Tomorrow’s investment rules: a global survey
Over the past few years, corporations have started to report more non-financial information, including data on their environmental, social and governance (ESG) performance.
Whether driven by regulation, a desire for market advantage, or to meet the needs and concerns of key stakeholders, this growing trend is changing global business behaviors.
How are the providers of financial capital and, in particular, long-term investors to use this information to better inform their decision-making — if they can use it at all?
EY engaged Institutional Investor for an independent global survey of 163 investors, analysts, and portfolio managers, gaining insight into their current practices and future needs.
We then interviewed a number of these investors to gain further insight into their answers. Over half of the participants in our survey are employed at organizations with equity assets under management of over US$10b.
In this survey, we identify what the key trends and drivers are in the uptake and use of corporate disclosures of non-financial information. The survey provides interesting details on the different practices used to assess the value of ESG information.

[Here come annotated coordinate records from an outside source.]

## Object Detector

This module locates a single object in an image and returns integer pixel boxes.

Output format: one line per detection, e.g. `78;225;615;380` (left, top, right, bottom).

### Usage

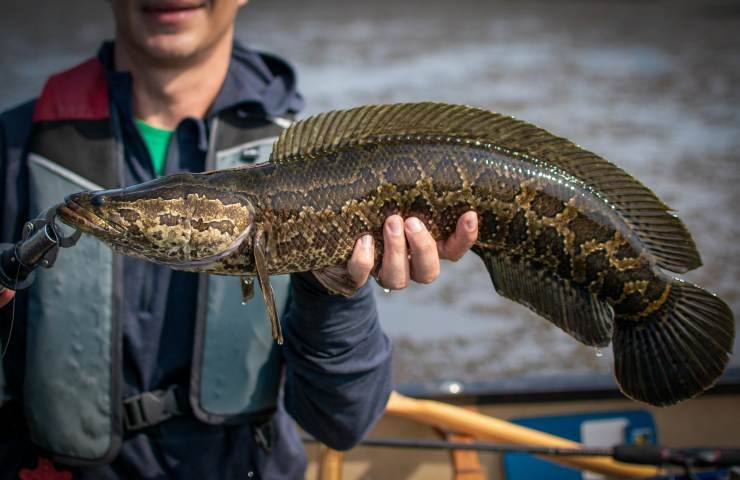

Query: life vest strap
123;385;190;432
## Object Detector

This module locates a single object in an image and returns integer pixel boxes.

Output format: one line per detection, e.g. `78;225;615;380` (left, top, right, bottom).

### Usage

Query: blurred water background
0;0;740;382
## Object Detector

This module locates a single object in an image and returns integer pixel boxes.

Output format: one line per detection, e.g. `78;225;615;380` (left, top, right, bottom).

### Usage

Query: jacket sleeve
283;273;392;450
0;102;33;404
0;102;34;243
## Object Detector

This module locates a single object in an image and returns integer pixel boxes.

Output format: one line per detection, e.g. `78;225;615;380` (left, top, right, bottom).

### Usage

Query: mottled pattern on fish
60;103;734;405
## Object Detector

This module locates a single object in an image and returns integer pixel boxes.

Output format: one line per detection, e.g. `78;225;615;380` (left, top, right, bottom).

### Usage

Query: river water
0;0;740;382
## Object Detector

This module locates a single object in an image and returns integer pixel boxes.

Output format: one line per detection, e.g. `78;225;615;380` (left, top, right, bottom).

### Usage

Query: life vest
24;59;289;464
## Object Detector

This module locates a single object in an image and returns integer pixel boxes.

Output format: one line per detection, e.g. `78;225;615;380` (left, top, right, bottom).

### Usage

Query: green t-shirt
136;118;172;176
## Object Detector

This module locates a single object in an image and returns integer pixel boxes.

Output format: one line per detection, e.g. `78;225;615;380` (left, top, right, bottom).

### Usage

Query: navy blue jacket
0;43;391;479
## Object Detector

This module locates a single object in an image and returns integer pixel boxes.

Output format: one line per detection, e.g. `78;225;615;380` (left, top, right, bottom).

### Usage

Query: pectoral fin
254;229;283;345
239;277;254;303
313;265;357;297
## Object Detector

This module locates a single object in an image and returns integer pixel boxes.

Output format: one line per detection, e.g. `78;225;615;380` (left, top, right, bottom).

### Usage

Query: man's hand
347;212;478;290
0;287;15;308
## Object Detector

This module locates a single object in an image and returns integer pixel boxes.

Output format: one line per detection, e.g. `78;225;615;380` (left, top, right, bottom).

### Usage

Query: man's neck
115;36;232;130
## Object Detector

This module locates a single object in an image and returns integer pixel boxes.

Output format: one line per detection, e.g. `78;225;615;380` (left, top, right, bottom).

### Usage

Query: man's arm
283;273;392;450
283;212;478;450
0;102;34;308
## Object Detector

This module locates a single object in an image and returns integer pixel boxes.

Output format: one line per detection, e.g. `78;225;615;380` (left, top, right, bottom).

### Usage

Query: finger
0;287;15;308
405;217;439;283
347;235;375;288
378;215;409;290
437;212;478;261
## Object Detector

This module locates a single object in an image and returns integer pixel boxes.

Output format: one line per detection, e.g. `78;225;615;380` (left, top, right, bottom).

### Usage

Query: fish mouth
56;198;121;235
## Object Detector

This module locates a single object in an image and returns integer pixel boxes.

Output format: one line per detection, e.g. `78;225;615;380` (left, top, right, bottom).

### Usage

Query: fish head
57;174;254;269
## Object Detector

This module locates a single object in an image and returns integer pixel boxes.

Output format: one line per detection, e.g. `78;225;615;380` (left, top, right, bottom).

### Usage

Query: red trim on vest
33;58;108;122
18;457;72;480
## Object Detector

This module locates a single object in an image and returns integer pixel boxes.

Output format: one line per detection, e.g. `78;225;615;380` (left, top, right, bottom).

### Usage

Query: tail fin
613;279;735;406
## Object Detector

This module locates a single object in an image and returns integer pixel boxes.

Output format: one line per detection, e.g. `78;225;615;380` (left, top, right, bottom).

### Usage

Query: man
0;0;477;479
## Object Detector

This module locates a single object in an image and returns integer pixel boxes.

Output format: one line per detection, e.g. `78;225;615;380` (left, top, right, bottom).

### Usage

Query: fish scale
59;103;734;405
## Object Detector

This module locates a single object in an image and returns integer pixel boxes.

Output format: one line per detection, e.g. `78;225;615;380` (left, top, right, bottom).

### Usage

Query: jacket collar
98;42;304;122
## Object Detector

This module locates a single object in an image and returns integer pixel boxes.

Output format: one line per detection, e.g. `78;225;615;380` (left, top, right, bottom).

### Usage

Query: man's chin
143;32;205;64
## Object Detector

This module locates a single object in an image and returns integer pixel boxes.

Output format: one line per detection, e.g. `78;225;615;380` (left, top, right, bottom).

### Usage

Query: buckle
123;385;185;431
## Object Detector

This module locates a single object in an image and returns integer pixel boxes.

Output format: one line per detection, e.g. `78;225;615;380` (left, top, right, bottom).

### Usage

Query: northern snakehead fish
58;103;735;405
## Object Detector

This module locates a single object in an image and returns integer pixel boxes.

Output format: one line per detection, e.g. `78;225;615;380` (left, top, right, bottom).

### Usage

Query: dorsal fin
271;102;701;272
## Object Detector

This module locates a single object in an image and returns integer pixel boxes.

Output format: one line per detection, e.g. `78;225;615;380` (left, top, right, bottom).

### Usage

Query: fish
57;102;735;406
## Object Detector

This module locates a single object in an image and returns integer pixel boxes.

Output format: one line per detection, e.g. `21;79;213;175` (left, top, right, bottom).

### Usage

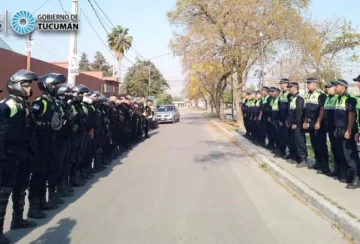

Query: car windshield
157;106;175;112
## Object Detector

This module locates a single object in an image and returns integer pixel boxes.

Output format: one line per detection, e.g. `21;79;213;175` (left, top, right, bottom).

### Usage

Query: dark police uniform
144;99;152;138
334;80;360;188
260;86;273;147
324;82;347;176
304;78;330;174
271;87;286;157
279;79;296;159
287;82;308;167
28;73;66;218
0;70;38;243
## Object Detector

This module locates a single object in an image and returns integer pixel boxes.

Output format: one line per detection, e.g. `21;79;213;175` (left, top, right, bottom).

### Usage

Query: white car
155;104;180;124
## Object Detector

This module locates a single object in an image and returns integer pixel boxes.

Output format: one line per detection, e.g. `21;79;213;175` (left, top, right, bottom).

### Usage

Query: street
5;110;347;244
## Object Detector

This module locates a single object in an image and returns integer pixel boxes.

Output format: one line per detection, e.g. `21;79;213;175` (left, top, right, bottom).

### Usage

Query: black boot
48;185;65;205
56;183;74;197
0;187;12;244
39;184;59;210
10;192;37;230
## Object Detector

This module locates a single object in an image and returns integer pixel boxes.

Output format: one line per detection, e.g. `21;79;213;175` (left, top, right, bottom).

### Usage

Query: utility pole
26;34;34;70
230;74;234;120
260;31;264;89
148;65;151;97
67;0;79;86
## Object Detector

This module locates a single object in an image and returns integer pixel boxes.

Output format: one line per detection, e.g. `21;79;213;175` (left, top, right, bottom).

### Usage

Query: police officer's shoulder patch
33;103;40;110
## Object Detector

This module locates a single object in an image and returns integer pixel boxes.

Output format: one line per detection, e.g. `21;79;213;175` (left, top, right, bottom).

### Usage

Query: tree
79;53;91;71
294;19;360;85
168;0;308;126
123;59;169;97
107;25;133;90
91;51;112;76
156;92;173;105
224;88;232;104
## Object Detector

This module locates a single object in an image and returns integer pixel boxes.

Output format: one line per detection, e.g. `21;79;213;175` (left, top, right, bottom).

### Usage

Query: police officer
279;78;296;159
286;82;308;168
107;94;119;159
303;78;330;174
144;99;153;138
259;86;270;146
70;85;88;187
324;82;347;177
28;73;66;219
0;70;38;243
248;91;256;141
252;91;262;146
271;87;286;158
53;84;74;197
333;80;360;188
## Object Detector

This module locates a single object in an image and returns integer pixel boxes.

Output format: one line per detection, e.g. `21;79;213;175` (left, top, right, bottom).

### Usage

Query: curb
210;120;360;243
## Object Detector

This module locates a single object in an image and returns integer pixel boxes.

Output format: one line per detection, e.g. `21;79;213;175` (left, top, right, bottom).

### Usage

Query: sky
0;0;360;96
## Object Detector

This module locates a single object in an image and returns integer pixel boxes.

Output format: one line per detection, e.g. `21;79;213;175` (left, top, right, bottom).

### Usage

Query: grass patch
305;133;335;168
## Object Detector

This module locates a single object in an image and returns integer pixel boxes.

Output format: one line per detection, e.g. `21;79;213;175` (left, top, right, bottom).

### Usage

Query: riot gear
38;73;66;96
6;69;39;97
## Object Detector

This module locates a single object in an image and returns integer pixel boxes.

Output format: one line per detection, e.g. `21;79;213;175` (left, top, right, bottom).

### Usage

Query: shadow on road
30;218;76;244
5;129;159;244
194;141;246;165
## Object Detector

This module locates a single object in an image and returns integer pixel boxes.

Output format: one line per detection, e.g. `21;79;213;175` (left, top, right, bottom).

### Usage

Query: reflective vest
270;96;280;111
305;89;324;105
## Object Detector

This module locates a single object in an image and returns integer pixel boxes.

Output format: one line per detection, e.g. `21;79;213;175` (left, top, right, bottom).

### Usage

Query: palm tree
107;25;133;92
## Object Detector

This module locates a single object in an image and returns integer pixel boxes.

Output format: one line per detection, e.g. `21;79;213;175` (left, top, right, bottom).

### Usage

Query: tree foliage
123;59;169;97
79;53;91;71
168;0;359;125
90;51;112;76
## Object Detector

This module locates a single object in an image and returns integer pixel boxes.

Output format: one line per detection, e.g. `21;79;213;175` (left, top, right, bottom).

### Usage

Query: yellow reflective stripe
81;105;89;114
5;99;18;117
41;99;47;115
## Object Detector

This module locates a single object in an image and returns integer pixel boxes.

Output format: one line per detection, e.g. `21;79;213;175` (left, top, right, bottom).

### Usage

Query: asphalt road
5;111;346;244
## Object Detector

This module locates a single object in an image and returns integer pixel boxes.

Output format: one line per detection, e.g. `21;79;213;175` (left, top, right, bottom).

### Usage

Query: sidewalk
204;113;360;243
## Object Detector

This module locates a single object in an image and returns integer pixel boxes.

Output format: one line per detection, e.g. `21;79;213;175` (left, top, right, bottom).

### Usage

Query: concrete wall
0;48;118;99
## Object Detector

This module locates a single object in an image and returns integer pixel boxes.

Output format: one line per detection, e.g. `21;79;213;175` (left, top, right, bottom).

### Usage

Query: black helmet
72;84;91;94
38;73;66;95
56;84;71;97
6;69;39;97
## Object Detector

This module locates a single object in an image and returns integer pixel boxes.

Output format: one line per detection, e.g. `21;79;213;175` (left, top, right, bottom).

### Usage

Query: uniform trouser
284;125;296;156
289;126;308;160
243;113;250;134
327;126;348;171
0;145;32;226
309;123;329;169
29;135;57;202
58;137;73;184
266;121;276;146
335;127;360;176
274;120;286;153
77;131;91;170
47;137;70;187
259;115;269;143
84;128;100;168
144;119;150;136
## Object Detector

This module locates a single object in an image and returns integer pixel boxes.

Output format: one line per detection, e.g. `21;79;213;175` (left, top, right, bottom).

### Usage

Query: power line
88;0;135;65
80;9;127;69
32;0;51;14
88;0;146;62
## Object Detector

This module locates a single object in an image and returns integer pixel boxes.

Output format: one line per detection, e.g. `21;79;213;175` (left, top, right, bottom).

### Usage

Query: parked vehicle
155;104;180;124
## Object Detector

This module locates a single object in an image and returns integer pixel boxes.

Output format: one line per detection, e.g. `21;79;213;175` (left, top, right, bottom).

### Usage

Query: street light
259;31;264;87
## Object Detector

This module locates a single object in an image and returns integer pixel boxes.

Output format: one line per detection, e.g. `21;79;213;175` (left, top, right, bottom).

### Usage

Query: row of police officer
0;70;152;244
241;76;360;188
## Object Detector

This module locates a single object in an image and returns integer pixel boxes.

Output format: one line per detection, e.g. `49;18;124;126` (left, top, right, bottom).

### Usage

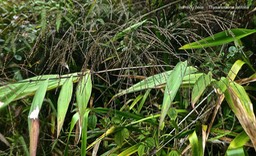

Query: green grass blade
81;109;90;156
64;112;79;156
55;11;62;32
159;61;187;129
57;76;73;137
0;73;80;101
226;147;248;156
227;131;250;155
179;28;256;50
28;79;48;155
227;60;245;81
29;79;49;119
76;72;92;119
191;72;212;107
118;143;141;156
225;82;256;149
189;131;203;156
0;83;29;110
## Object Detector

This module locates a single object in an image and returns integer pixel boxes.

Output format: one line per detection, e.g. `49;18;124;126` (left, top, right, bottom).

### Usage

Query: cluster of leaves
0;0;256;156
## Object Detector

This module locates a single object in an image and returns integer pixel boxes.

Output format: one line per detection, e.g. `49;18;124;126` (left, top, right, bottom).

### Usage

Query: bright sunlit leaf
191;72;212;107
57;76;73;137
159;61;187;129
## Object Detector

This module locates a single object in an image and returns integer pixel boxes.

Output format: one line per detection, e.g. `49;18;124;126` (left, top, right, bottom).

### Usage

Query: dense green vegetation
0;0;256;156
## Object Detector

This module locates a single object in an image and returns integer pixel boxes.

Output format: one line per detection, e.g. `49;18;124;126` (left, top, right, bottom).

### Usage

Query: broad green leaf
159;61;187;129
213;77;229;94
118;143;140;156
81;109;90;156
145;137;155;148
88;114;97;130
227;60;244;81
64;112;79;156
225;82;256;149
0;73;81;101
28;79;48;155
188;131;203;156
76;72;92;119
228;131;250;150
114;128;129;146
56;11;62;32
87;126;116;150
226;147;247;156
28;79;49;119
179;28;256;50
129;95;143;110
0;84;28;110
167;150;181;156
137;89;151;114
191;72;212;107
57;76;73;137
114;66;197;97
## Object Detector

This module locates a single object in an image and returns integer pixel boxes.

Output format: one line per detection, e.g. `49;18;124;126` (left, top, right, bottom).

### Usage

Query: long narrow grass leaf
57;76;73;137
159;61;187;129
191;72;212;107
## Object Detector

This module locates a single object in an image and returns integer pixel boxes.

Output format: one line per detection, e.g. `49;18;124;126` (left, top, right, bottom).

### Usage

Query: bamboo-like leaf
159;61;187;129
227;60;245;81
64;112;79;156
0;84;28;110
226;147;245;156
28;79;48;156
189;131;203;156
81;109;90;156
118;143;141;156
114;128;129;146
114;66;197;97
129;95;143;110
76;73;92;119
179;28;256;50
0;73;80;109
29;79;49;119
191;72;212;107
56;11;62;32
87;126;116;150
227;131;250;155
225;82;256;150
57;76;73;137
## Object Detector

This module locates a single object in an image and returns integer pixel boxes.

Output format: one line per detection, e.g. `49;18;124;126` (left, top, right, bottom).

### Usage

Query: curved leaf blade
57;76;73;137
159;61;187;129
191;72;212;107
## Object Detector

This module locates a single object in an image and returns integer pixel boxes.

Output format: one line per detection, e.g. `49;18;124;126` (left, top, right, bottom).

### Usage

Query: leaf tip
28;106;39;120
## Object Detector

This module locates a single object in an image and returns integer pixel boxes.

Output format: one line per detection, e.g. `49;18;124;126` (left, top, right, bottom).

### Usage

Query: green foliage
0;0;256;156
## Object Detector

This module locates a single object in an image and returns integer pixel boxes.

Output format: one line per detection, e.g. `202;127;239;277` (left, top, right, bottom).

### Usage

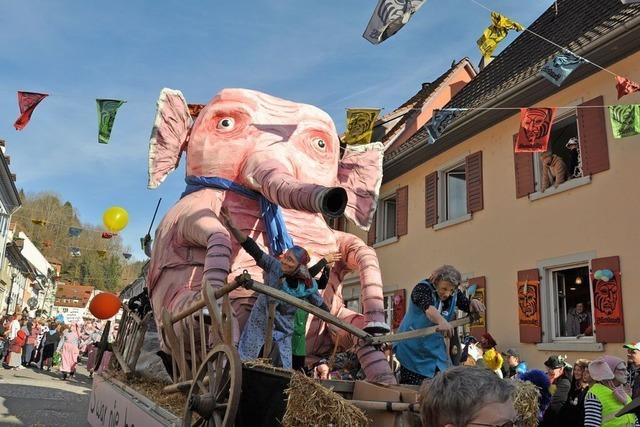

The majority of investors use this information when assessing investments and evaluating their current holdings. And they predominantly use information provided directly from the companies themselves, rather than relying on third parties, such as ratings agencies.
However, investors are struggling to find ways to meaningfully compare data, to understand which issues are most material to their sustainable growth and to draw quantifiable links between non-financial and financial performance.
Our key findings:
- Two-thirds of investors use different techniques to evaluate non-financial disclosures. However, only half of this group use guidelines or a structured process to make their assessments.
- Investors were more likely to value information which came directly from the company itself rather than from third-party sources. In addition, among those that never consider ESG information in their decision-making process, the main reason for rejecting it was that they felt it was not material.
- Investors said that, for the most part, they used non-financial performance as a good benchmark for risk. Some risks, such as history of poor governance or the absence of a strategy to create value in the long term, were held to be more important than others.
- Investors said they felt that companies were disclosing their non-financial performance to help build a better corporate reputation. They also told us that those who report in a timely way had an advantage and a competitive edge.
- Geographical location is an important factor: the responses were affected by where the investor is based in the world.
For reporters, this survey not only shows that their investors care about their non-financial performance. It also indicates why, how and when they use this information.
Some of the key recommendations that reporters can draw from these results include:
Invest in reporting
The widespread use of non-financial data and information in all of the markets we surveyed indicates that companies can derive significant value from being more transparent on ESG disclosures. This survey demonstrates that investors and analysts are often using their own judgment to determine whether your company is meeting its expectations.
Report on — and highlight — what’s truly material to your business performance
Investors just can’t tell whether most of the information currently available is important to longer-term value creation. Learning what key stakeholders believe is fundamental to your company’s sustainable business development will be critical in determining what to measure, manage and report.
Keep abreast of international developments
With both the GRI’s G4 Guidelines and the IIRC’s Integrated Reporting Framework now released, and with further developments such as SASB’s non-financial accounting standards, this area of reporting is evolving rapidly. Understanding these areas can be crucial for gaining a competitive advantage and staying abreast of potential new developments.
Act now, or be penalized
It is no good saying that investors aren’t asking you for this sort of non-financial information. They’re finding ways to get data and they are assessing you on it.
Get your governance right
The majority of investors said that they think that a company’s non-financial performance should have audit committee oversight and should be verified. Consider how best to establish governance processes to monitor and manage non-financial performance, and consider the benefits of engaging subject-matter experts and auditors to add rigor and validity to the process.